Is Trump’s High-Stakes Showdown With Congress a ‘Constitutional Crisis?’
Is Trump's High-Stakes Showdown With Congress a 'Constitutional Crisis?'
Democrats call it a "constitutional crisis." But is it?
Stunned by the extent of the White House's blanket refusal to comply with oversight by Congress, the Democrats warn that the Trump administration is shattering historic norms and testing the nation's system of checks and balances in new and alarming ways.
It's not just the House's fight with the Justice Department over the release of special counsel Robert Mueller's report . The standoff involves President Donald Trump's unwillingness to engage with dozens of Capitol Hill probes of his tax returns, potential business conflicts, and the running of the administration — from security clearances for his family to actions he's taken on his own on immigration.
It's a confrontation that's only expected to deepen now that Mueller's work is finished and the investigation focus shifts to Capitol Hill.
Trump derides the probes as "presidential harassment." Republican Senate leader Mitch McConnell tries to declare it all "case closed." But Democrats warn that without the legislative branch staying on the case, keeping watch, any executive becomes more like a "monarchy" — or "tyranny" — that doesn't have to answer to the representatives of all Americans.
"Will the administration violate the Constitution and not abide by the requests of Congress in its legitimate oversight responsibilities?" asked House Speaker Nancy Pelosi on Thursday.
"Every day they are advertising their obstruction of justice," she said. "We're not talking about isolated situations. We're talking about a cumulative effect of obstruction the administration is engaged in, and the president has warned that he is not going to honor any subpoenas from Congress."
Struggles between the executive and legislative branches are nothing new. The House voted to hold George W. Bush administration officials in contempt over an investigation into the firing of U.S. attorneys. Barack Obama's attorney general, Eric Holder, was found in contempt over an undercover gun-running operation.
But those were specific cases. The difference, say historians and legal scholars, is that Trump has announced he will essentially ignore all oversight requests from Congress.
Congressional experts say a big risk is setting a precedent that goes way beyond Trump. What happens, for example, if an administration stonewalls Congress on information it wants for an investigation of air or water quality rules — or anything else? Can the White House just say no?

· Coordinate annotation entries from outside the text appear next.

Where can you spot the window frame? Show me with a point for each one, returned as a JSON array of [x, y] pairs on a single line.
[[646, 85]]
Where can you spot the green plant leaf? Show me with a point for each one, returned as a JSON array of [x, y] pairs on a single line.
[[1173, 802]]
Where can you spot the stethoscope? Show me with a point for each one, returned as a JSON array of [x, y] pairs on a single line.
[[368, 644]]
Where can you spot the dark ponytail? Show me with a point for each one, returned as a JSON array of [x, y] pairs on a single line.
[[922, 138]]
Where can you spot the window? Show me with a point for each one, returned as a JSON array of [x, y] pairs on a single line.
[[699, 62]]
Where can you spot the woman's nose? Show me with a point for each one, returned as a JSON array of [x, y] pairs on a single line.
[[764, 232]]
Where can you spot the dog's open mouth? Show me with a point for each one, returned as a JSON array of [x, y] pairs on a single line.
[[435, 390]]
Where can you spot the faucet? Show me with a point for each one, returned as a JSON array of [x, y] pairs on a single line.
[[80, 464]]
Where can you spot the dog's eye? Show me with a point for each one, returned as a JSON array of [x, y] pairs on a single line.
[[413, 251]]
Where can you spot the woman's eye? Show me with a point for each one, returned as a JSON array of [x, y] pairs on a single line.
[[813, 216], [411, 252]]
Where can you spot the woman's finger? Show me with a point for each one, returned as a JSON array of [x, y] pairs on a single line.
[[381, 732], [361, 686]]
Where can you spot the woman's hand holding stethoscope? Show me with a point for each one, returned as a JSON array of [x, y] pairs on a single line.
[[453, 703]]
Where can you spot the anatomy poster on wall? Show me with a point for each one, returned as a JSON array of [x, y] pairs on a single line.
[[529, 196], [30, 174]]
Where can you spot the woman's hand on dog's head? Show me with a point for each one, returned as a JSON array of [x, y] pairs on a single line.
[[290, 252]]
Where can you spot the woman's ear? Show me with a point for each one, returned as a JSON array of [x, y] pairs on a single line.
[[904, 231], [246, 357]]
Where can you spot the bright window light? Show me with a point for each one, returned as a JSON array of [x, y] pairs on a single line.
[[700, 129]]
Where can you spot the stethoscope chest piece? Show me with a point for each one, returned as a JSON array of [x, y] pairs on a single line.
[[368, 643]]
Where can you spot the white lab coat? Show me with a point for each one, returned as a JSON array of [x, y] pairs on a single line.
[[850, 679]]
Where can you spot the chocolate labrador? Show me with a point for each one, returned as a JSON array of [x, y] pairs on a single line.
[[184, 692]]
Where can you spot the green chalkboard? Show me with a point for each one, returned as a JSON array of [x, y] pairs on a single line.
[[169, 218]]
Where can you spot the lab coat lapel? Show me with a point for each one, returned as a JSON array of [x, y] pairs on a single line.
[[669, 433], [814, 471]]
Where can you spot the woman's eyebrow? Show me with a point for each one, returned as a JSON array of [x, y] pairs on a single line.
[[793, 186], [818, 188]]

"We have a big problem," said Julian E. Zelizer, a Princeton University professor who studies history and public affairs.
Trump's new stance, at the end of the Mueller investigation, comes as the president faces a divided Congress for the first time. Democrats talked of being a check on him when they took control of the House in January, upsetting the calm he enjoyed during two years of friendlier relations with Republicans in charge of both chambers.
Zelizer said with Trump "aggressively flexing power to shut down oversight capacity of another branch," it's "unclear who and how this is resolved, especially with Senate Republicans standing by their man."
Asked if this is a constitutional crisis, Zelizer said, "I think we are looking at one."
Jack Balkin, a Yale Law School expert on the Constitution, won't go that far, but he said the Democrats are describing a real problem.
"There is a breakdown in constitutional norms that keep the republic going," Balkin said. "In an ordinary world, you just have negotiations over subpoenas. It happens all the time. Congress and the president work it out."
After talks broke down this week between the House Judiciary Committee and the Justice Department over the panel's subpoena for the full Mueller report, the committee voted to recommend that Attorney General William Barr be held in contempt of Congress.
Lawmakers want to see a less fully redacted version of the publicly released 448-page document on Russian interference in the 2016 election. They say they need to know what's in the hundreds of fully or partly blacked-out pages that were publicly released to better understand how to protect elections from future interference. Barr says he tried to accommodate the request as much as he could before asking Trump to invoke executive privilege to enable him to block it.
While there's no direct oversight written in the Constitution, the House historical website says it's implied in Article 1 that gives Congress "all legislative powers," with investigations intended as a way to seek necessary information for that purpose.
Underscoring that, the Supreme Court ruled nearly 100 years ago that "the power of inquiry — with process to enforce it — is an essential and appropriate auxiliary to the legislative function."
Saikrishna Prakash, an expert on presidential power at the University of Virginia, said he doubts that Trump will carry out a total refusal to participate in congressional oversight.
"If you want to have an oversight hearing on EPA and a clean water rule, they're probably going to send someone," Prakash said. "The president doesn't care about that. He cares about the Russia investigation and obstruction, and he cares about an investigation into his personal finances."
The president's advisers say part of Trump's strategy is to slow-walk his legal battles with Congress in court, seeing an advantage for the 2020 campaign. His public arguments are more political than legal: He portrays the Democrats as "unhinged."
Democrats, though, believe the public is on their side in pursuing oversight of Trump.
Rep. Jerrold Nadler of New York, chairman of the Judiciary Committee, said the White House is "stonewalling the American public from all information and this cannot be. We cannot have a government where all the information is in the executive branch."
He said, "It's an attack on the essence of our democracy and we must oppose this."